His attempts to live with others however did not last for long. He found many parts of modern life annoying such as clocks and trousers. In 1967 he returned to Suwarrow where he lived for ten years on his own before stomach cancer led to his death.[8]


2 Thomas Silverstein


When solitary confinement is imposed on a prisoner it can either be for their protection or the protection of guards and other inmates. It can also be a punishment used to force good behaviour. Thomas Silverstein became a legend of the American penal system when he spent the last 36 years of his life locked away alone. Some will say he deserved it, others will feel he was punished in a cruel and unusual manner.

He was first put in prison for a robbery that netted him only a few hundred dollars but once behind bars he was never to be freed. Joining the Aryan Brotherhood of White Nationalists in prison he participated in the murder of other inmates. For this he received additional life sentences. After the murder of a corrections officer Silverstein was placed in solitary confinement and was to be given “no human contact.” He was held in a windowless underground cell until released in a prison riot.

Once order was restored Silverstein was placed in solitary confinement again, with minimal room to exercise. A court case was brought on his behalf that what he was undergoing was unconstitutional but since other prisoners were also placed in solitary confinement Silverstein’s treatment was judged to be legal. He died in 2019, well before his theoretical release date of 2095.[9]

1 Alfred Worden


We currently share our planet with 7.5 billion other people. There is only so far you can ever truly get away from another person. To get some true isolation you have to head upwards. Most astronauts never leave near Earth orbit so are only tens of miles up in the sky, and even they have companions on their trips. Alfred Weston, who remained in the Apollo 15 command module, has been dubbed the most isolated human ever.

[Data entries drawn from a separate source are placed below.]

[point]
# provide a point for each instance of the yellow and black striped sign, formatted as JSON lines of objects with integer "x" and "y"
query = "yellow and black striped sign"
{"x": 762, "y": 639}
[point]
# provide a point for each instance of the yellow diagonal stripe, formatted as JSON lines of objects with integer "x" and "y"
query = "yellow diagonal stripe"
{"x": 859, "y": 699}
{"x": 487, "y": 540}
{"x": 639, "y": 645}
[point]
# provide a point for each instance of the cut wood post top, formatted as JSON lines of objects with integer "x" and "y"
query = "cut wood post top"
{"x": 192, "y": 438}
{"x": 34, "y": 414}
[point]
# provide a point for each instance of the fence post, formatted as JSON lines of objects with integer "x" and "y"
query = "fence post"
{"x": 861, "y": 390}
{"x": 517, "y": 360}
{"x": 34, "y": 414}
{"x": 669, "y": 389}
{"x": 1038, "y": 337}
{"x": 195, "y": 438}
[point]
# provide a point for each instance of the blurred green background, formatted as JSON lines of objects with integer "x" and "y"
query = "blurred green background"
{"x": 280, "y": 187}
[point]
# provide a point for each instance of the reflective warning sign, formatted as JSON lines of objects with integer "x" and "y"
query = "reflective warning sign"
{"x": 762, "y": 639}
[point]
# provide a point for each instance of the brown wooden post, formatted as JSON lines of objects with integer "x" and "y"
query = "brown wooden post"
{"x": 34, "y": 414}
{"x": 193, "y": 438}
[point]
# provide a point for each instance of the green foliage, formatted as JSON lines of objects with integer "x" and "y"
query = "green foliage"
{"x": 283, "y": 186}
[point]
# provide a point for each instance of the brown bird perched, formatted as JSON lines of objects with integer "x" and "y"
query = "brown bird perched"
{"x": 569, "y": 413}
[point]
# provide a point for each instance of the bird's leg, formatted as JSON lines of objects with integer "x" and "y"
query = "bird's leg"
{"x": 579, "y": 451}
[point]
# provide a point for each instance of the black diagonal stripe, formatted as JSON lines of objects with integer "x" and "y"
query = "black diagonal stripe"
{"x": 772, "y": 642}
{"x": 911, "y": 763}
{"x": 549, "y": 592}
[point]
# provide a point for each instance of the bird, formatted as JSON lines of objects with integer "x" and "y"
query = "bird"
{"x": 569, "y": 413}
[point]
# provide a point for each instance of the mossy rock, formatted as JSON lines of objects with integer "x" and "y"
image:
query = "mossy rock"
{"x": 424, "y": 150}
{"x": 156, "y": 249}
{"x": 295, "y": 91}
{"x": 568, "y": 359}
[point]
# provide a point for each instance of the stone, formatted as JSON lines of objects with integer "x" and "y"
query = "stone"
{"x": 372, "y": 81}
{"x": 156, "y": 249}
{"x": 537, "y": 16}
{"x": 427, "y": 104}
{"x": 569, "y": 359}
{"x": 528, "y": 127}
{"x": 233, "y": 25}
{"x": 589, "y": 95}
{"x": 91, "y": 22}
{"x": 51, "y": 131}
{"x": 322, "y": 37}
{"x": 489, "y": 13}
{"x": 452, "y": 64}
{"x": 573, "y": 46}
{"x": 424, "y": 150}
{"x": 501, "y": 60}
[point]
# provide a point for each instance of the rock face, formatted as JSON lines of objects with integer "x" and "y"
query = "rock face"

While his fellow astronauts went for a stroll on the lunar surface he remained in orbit. As the module passed to opposite side of the moon he was 2,235 miles (3,600 km) away from them, not to mention 240,000 miles (390,000 km) from everyone else. While the moon was between him and every other human in existence Worden could not even receive radio messages. He was totally alone – not that he minded it.

“I was alone but I was not lonely. My background was as a fighter pilot in the air force, then as a test pilot–and that was mostly in fighter airplanes–so I was very used to being by myself. I thoroughly enjoyed it. I didn’t have to talk to Dave and Jim any more … On the backside of the Moon, I didn’t even have to talk to Houston and that was the best part of the flight.”[10]